Hasil yang diperoleh untuk analisis kandungan antalgin dari 10 sampel
diperoleh 2 sampel jamu yang mengandung antalgin, masing-masing
0,0749% dan 0,1083%. Analisis kadar deksametason dari 10 sampel
diperoleh 5 sampel jamu yang mengandung deksametason masing-masing
0,0979%, 0,222%, 0,4521%,
0,5131%, dan 0,2809%.

Referensi
Andriati, & RM Teguh Wahjudi, (2016). Tingkat penerimaan masyarakat terhadap jamu
sebagai alternatif pengobatan modern untuk golongan bawah, menengah,
dan atas. Masyarakat, Kebudayaan dan Politik (MKP), 29 (3),
133-145. http:// dx.doi.org/10.20473/mkp.V29I32016.133-
145
Aulia, DS, Aprilia, H., & Kodir, RA (2016). Analisis Kualitatif dan
Kuantitatif Bahan Kimia Obat Parasetamol dan Deksametason pada Jamu
Pegal Linu yang Beredar di Perdagangan dengan Menggunakan
Metode Ekstraksi Fase Padat - Kromatografi Cair Kinerja Tinggi.
Prosiding Farmasi, hal.446-453.
Banureah, EM, (2009). Analisis Kandungan Metampiron pada Jamu Tradisional
yang Beredar di Kota Medan Tahun 2009. Universitas Sumatera
Utara, Medan.
Budiarti, A., & Faza MBA, (2018). Analisis Bahan Kimia Obat Deksametason
Dalam Jamu Pegal Linu Menggunakan Kromatografi Cair Kinerja
Tinggi. Cendekia Eksata 3 (1), 1-6. https: //
publikasiilmiah.unwahas.ac.id/ index.php / CE / article / view /
2136/2140.
Fatimah, S., Rahayu M., & Indari DF, (2017). Analisis Antalgin dalam
Jamu
Pegal Linu yang Dijual di Pasar Beringharjo Yogyakarta. Jurnal
Kesehatan (JoH) 4 (1), 29-34. https://doi.org/10.30590/vol4-no1, 29-34. Nurohmah,
S., & Mita SR (2017). Review Artikel: Analisis Bahan Kimia Obat
(BKO) Dalam Jamu Menggunakan Strip Indikator. Farmaka suplemen
15 (2), 200-206. https://doi.org/10.24198/jf.v15i2.13248.g6124.

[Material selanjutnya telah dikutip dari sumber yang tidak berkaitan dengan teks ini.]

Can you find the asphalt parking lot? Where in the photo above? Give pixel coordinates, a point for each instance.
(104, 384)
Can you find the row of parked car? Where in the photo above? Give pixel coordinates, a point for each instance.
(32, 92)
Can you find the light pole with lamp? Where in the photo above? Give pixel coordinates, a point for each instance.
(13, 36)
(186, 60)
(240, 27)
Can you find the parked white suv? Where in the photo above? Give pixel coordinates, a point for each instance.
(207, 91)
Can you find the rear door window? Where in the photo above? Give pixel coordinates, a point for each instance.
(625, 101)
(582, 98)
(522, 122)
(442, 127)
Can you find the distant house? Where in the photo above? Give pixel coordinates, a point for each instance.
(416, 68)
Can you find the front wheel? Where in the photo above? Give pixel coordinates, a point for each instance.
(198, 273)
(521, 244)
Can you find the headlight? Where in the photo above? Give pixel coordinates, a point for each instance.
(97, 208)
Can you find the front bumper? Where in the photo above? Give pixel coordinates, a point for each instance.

Peraturan Menteri Kesehatan Republik Indonesia Nomor 003 Tentang Saintifikasi
Jamu Dalam Penelitian Berbasis Pelayanan Kesehatan. Kemenkes
Republik Indonesia. Jakarta. 2010.
Peraturan Menteri Kesehatan Republik Indonesia Nomor 006 Tentang Industri
Dan Usaha Obat Tradisional. Kemenkes Republik Indonesia. Jakarta. 2012.
Peraturan Menteri Kesehatan Republik Indonesia Nomor 007 Tentang Registrasi
Obat Tradisional. Kemenkes Republik Indonesia. Jakarta. 2012.
Saputra, SA (2015). Identifikasi Bahan Kimia Obat Dalam Jamu Pegal
Linu Seduh Dan Kemasan Yang Dijual Di Pasar Bandar. Junal
Wiyata 2 (2), 188-192.
https://ojs.iik.ac.id/index.php/wiyata/article/view/59/59.
Vera, V., Irda Y., Irhamni, Saudah, & Ernilasari, (2018). Biodiversitas Tumbuhan
Obat oleh Masyarakat Gampong Pulo Seunong Kecamatan
Tangse
Kabupaten Pidie. Elkawnie. 4 (1), 89-100.